Selon elle, de nombreux collègues critiquaient Donald Trump avant de le soutenir lorsqu’il a remporté les primaires.
La rupture de Trump avec Greene aurait entraîné des menaces de mort contre elle et sa famille.
JD Vance n’aurait pas réagi à ces menaces, et Trump n’aurait pas agi «très gentiment», sans que Greene en donne les détails.
Greene affirme que l’affaire Epstein a également provoqué sa rupture avec Trump.
Marjorie Taylor Greene s’était imposée comme l’une des plus ferventes partisanes de Donald Trump au sein du parti républicain, avant de tomber en disgrâce auprès de l’homme de 79 ans.

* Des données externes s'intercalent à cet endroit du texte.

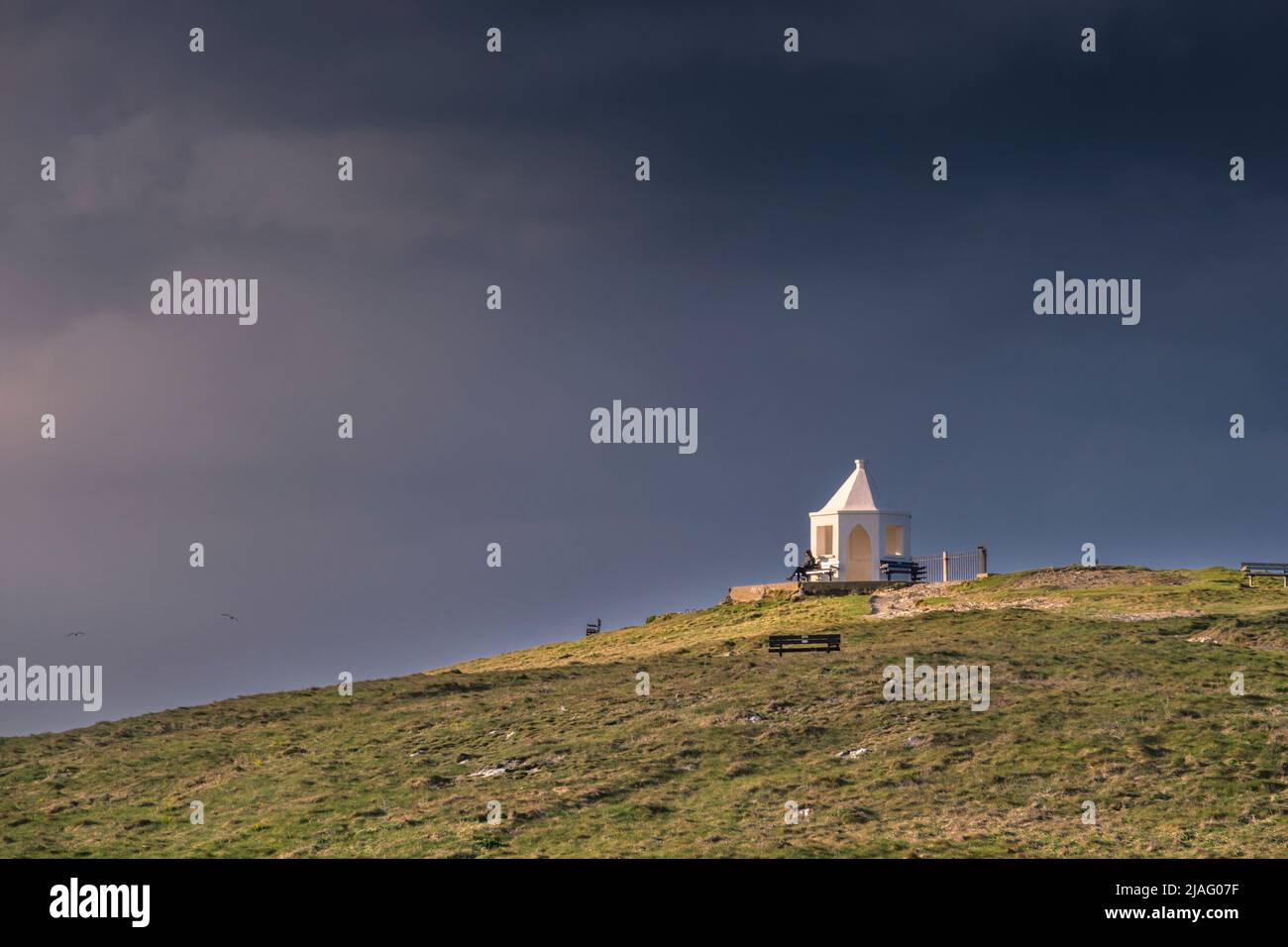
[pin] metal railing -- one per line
(953, 567)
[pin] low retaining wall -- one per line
(754, 592)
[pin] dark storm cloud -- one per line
(472, 427)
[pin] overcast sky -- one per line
(472, 427)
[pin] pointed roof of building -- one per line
(855, 493)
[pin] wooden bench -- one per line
(1265, 569)
(828, 570)
(915, 573)
(784, 644)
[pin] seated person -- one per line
(810, 564)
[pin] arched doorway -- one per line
(858, 565)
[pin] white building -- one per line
(854, 531)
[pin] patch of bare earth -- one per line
(912, 599)
(1093, 578)
(909, 600)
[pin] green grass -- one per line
(1132, 715)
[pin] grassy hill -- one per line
(1111, 685)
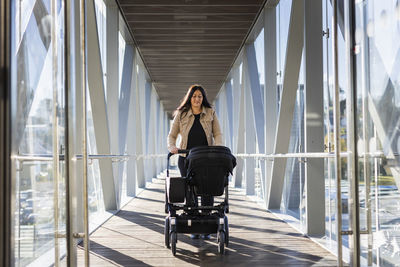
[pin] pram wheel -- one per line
(221, 242)
(166, 232)
(173, 242)
(226, 231)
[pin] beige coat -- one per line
(182, 126)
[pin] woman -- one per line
(198, 125)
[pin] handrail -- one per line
(377, 154)
(49, 157)
(126, 157)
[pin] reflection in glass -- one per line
(34, 65)
(378, 113)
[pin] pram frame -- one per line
(204, 222)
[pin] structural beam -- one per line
(290, 83)
(250, 134)
(99, 112)
(131, 133)
(314, 124)
(270, 96)
(240, 145)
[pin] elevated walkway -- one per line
(135, 237)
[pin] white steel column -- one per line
(240, 145)
(131, 133)
(112, 86)
(140, 144)
(229, 108)
(314, 124)
(257, 104)
(101, 127)
(250, 146)
(123, 110)
(290, 84)
(270, 96)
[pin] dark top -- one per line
(197, 136)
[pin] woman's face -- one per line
(197, 99)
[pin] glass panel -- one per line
(378, 96)
(260, 59)
(38, 112)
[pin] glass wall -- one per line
(38, 126)
(377, 37)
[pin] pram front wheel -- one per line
(226, 231)
(221, 242)
(173, 242)
(166, 232)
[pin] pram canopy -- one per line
(208, 168)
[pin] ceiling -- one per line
(183, 42)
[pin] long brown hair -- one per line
(185, 103)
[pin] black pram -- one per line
(208, 169)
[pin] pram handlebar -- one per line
(170, 154)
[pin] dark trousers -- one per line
(205, 200)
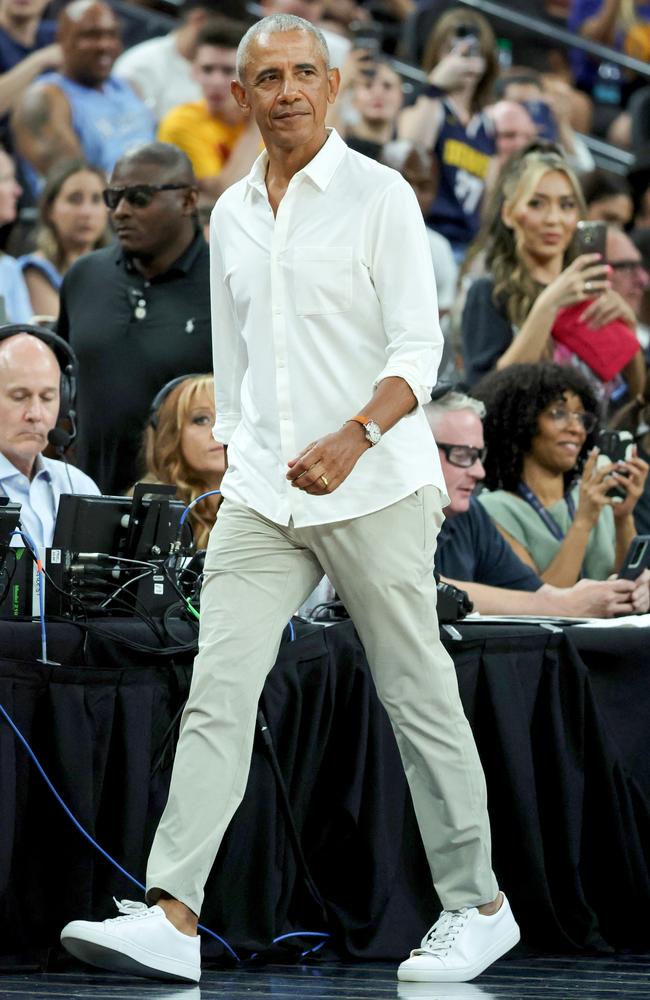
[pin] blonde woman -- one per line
(73, 220)
(179, 449)
(622, 25)
(510, 313)
(448, 118)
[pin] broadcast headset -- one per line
(63, 434)
(162, 394)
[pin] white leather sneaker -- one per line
(142, 942)
(460, 945)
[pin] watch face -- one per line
(373, 433)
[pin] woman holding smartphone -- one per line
(550, 493)
(448, 118)
(510, 314)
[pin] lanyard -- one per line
(527, 494)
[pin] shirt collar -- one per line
(184, 263)
(320, 169)
(8, 469)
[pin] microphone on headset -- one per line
(61, 439)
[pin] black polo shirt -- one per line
(131, 336)
(470, 549)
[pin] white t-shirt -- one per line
(159, 73)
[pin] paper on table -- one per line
(626, 621)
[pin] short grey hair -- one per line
(452, 402)
(273, 24)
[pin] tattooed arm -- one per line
(42, 126)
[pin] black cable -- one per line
(167, 617)
(121, 640)
(292, 830)
(10, 576)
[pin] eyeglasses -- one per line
(137, 195)
(627, 266)
(564, 417)
(462, 455)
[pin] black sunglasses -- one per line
(137, 195)
(462, 455)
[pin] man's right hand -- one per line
(607, 598)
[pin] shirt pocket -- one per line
(323, 280)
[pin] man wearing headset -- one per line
(30, 377)
(326, 344)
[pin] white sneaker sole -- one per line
(408, 972)
(127, 957)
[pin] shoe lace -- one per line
(130, 909)
(444, 932)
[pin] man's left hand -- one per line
(323, 465)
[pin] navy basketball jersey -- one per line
(463, 154)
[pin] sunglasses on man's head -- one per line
(137, 195)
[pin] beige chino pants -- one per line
(256, 574)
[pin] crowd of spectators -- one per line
(112, 157)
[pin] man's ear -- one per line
(334, 82)
(238, 91)
(191, 201)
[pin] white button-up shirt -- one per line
(310, 310)
(40, 495)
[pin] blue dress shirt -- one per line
(40, 495)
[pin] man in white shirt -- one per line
(29, 407)
(324, 300)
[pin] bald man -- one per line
(137, 314)
(83, 110)
(513, 128)
(29, 405)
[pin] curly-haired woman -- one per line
(549, 496)
(512, 314)
(179, 448)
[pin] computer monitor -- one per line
(91, 523)
(9, 516)
(141, 527)
(90, 528)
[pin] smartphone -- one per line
(367, 35)
(637, 558)
(542, 115)
(591, 237)
(465, 36)
(615, 446)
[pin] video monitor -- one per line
(91, 523)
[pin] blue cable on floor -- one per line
(85, 833)
(123, 871)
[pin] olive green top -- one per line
(516, 516)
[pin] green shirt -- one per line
(516, 516)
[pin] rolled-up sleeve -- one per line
(404, 279)
(230, 359)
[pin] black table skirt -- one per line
(561, 723)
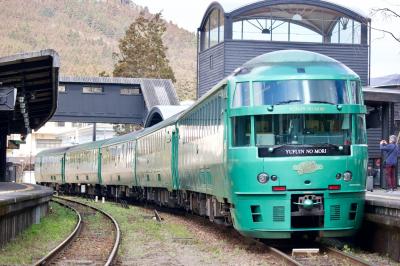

Aujourd’hui, «MTG», comme on la surnomme, a accordé une interview à la chaîne CBS News.
La femme de 51 ans affirme que, suite à sa dispute avec Trump, elle ne souhaite plus se présenter ni à la présidence, ni au poste de gouverneur de Géorgie. Quant à un siège de sénatrice à Washington, elle confie qu’elle le «détesterait», déclare la républicaine.
L’avenir dira si les choses en resteront là. La députée s’est exprimée sur plusieurs sujets, et bien sûr sur sa rupture avec la communauté MAGA de Trump. «Les gens seraient choqués d’apprendre ce que l’on dit du président dans son dos», déclare Marjorie Taylor Greene.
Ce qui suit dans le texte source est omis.